Principle:Facebookresearch Audiocraft Audio Generation Evaluation
Overview
Audio Generation Evaluation concerns the objective measurement of generated audio quality in the MusicGen training pipeline. Because audio generation quality is inherently subjective and multi-dimensional, evaluation relies on a suite of complementary metrics that capture different aspects: distributional similarity (how similar the statistics of generated audio are to real audio), classifier-based acoustic similarity (whether a classifier produces similar predictions on generated and reference audio), and text-audio alignment (how well the generated audio matches its text description). These metrics are computed periodically during training to monitor progress and select the best model checkpoint.
Theoretical Foundations
Frechet Audio Distance (FAD)
The Frechet Audio Distance is the audio analog of the Frechet Inception Distance (FID) used in image generation.

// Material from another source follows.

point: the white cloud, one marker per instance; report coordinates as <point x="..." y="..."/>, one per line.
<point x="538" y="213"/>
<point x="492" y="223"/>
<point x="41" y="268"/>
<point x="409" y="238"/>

It measures the distributional similarity between generated and reference audio:
- Both generated and reference audio samples are passed through a pretrained audio classifier (VGGish, trained on AudioSet) to extract embedding vectors.
- The embeddings for each set are modeled as multivariate Gaussian distributions (characterized by mean and covariance).
- The Frechet distance between the two Gaussians is computed:
FAD = ||mu_gen - mu_ref||^2 + Tr(Sigma_gen + Sigma_ref - 2 * sqrt(Sigma_gen * Sigma_ref))
A lower FAD indicates that the generated audio distribution is closer to the reference distribution. FAD captures overall acoustic quality and diversity but does not measure text alignment.
Reference: D.C. Dowson & B.V. Landau, "The Frechet distance between multivariate normal distributions" (1982).
KL Divergence on Audio Classifiers (KLD)
KL Divergence measures how well a generated audio sample matches its corresponding reference in terms of classifier predictions:
- Both generated and reference audio are passed through a pretrained audio classifier (PaSST, trained on AudioSet) to obtain class probability distributions.
- The KL divergence between the prediction distributions is computed:
KLD = sum(p_ref * log(p_ref / p_gen))
A lower KLD indicates that the classifier produces similar predictions for generated and reference audio. This metric is computed per-sample and averaged, capturing acoustic similarity at the individual level rather than the distributional level.
Reference: Kharitonov et al., "PaSST: Efficient Training of Audio Transformers with Patchout" (2021).
CLAP Text Consistency
CLAP (Contrastive Language-Audio Pretraining) measures the alignment between generated audio and its text description:
- Text descriptions are encoded using CLAP's text encoder to produce text embeddings.
- Generated audio is encoded using CLAP's audio encoder to produce audio embeddings.
- Cosine similarity between paired text and audio embeddings is computed.
A higher CLAP score indicates better text-audio alignment. This metric directly evaluates whether the model generates audio that matches its conditioning text.
Reference: Similar to MuLan Cycle Consistency in MusicLM (Agostinelli et al., 2023) and CLAP score in Make-An-Audio (Huang et al., 2023).
Key Principles
- Complementary metrics -- No single metric captures all aspects of audio quality. FAD measures distributional quality, KLD measures acoustic similarity to references, and CLAP measures text alignment. All three should be monitored.
- Periodic evaluation -- Evaluation is expensive (requires generating audio samples and running multiple pretrained classifiers). It is therefore run periodically (e.g., every 25 epochs) rather than every epoch.
- Best state selection -- The best model checkpoint is selected based on a primary metric (typically cross-entropy on validation). Evaluation metrics provide complementary signals for understanding model behavior.
- Reference-based and reference-free -- FAD and KLD require reference audio (the ground truth). CLAP requires text descriptions but evaluates generated audio directly against text, not against reference audio.
Evaluation Workflow
During the evaluate stage of MusicGen training:
- The solver generates audio samples from the evaluation dataset's metadata using the current best model state.
- Generated audio and reference audio are passed to each enabled metric.
- Metrics accumulate statistics across the evaluation set.
- Final scores are computed and logged.
The evaluation metrics can optionally be run on compressed reference audio (encode then decode through the codec) to measure the upper bound of quality achievable given the tokenizer's reconstruction capability.
Role in the MusicGen Training Pipeline
Evaluation is an outer loop stage that runs periodically during training. It depends on:
- A trained model (from the training execution stage)
- The frozen tokenizer (for generating audio from tokens)
- External pretrained models (VGGish for FAD, PaSST for KLD, CLAP for text consistency)
Evaluation results are logged to TensorBoard/wandb and stored in the experiment history for comparison across runs.